# Good shop for hand tools in Manchester



## Bernhard (2 Dec 2005)

Hello,

this is my first topic in this forum so I wish to introduce myself. My name is Bernhard and I am located in a smaller town close to Hamburg/Germany. I found this forum via another forum.

Next week I am going to visit my daughter in Manchester and of course I am looking forward to visit a good shop for cordless tools. I like very much the planes made by Clifton, LN or any other high end manufacturer.

My problem is that I cannot find any address in the Internet and as you can imagine my daughter has other hobbies than to find me a suitable shop.
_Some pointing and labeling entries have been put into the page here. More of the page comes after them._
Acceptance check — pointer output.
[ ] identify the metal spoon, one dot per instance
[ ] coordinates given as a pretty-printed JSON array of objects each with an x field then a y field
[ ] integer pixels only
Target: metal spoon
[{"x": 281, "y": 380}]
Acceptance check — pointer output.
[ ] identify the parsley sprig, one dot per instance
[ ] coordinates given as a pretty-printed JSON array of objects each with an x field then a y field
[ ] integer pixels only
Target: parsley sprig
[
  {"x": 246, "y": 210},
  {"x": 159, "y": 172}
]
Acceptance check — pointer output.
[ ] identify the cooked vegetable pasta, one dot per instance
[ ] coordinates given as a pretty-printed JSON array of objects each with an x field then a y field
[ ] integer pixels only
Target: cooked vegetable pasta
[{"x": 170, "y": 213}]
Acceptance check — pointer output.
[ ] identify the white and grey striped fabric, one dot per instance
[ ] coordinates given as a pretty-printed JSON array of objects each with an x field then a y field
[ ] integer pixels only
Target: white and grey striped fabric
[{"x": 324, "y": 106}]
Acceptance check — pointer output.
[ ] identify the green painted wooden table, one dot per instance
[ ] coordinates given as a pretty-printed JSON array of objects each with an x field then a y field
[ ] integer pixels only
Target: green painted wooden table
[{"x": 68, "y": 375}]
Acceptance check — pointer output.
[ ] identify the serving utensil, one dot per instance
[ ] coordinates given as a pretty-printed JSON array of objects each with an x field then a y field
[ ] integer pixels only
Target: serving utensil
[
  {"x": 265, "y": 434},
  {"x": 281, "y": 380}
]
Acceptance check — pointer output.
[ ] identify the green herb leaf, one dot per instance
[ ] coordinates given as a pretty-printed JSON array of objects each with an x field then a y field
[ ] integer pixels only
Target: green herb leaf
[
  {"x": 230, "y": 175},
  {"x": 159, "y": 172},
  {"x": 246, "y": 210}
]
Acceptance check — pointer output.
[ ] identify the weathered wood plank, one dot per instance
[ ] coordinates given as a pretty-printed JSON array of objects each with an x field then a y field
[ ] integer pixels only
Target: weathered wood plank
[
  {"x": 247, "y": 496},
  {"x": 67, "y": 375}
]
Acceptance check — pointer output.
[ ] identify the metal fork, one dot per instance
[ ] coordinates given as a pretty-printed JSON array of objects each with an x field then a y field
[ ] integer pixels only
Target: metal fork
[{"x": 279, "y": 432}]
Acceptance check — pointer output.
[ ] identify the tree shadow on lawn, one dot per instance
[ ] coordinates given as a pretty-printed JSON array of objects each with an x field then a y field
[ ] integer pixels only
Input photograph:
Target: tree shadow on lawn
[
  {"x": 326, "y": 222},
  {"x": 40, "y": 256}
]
Thank you for any recommendation including the address.

Best regards
Bernhard


----------



## AndyG (2 Dec 2005)

Hi Bernhard, welcome onboard. I'm fairly new here too, but it's a great forum.

One way of getting hold of these planes is to order them from a UK online company and have them delivered to your daughter. Then you can pick them up when you visit. I did a similar thing the last time I went abroad.

www.axminster.co.uk carry a very good range of LN planes. You might have some trouble ordering if your home address does not match the delivery address, but perhaps you could get your daughter to make the order once you passed over the funds?

BTW, I'm assuming that you mean hand planes rather than cordless (battery powered) planes.

Hope that helps
Andy


----------



## Bernhard (2 Dec 2005)

Thank you for the quick response Andy.

Correct I am looking for hand tools (thanks for your help). My favorite are the Clifton and LN planes but also fine hand saws which are difficult to find in German shops.

We do have the opportunity to buy from an online shop but I appreciate to go to a shop and gather around before buying.

Best regards
Bernhard


----------



## AndyG (2 Dec 2005)

Ahh... I'm afraid I can't really help there then. I don't know Manchester at all. But there must be some good shops. I'm sure someone will be along soon with a helpful reply.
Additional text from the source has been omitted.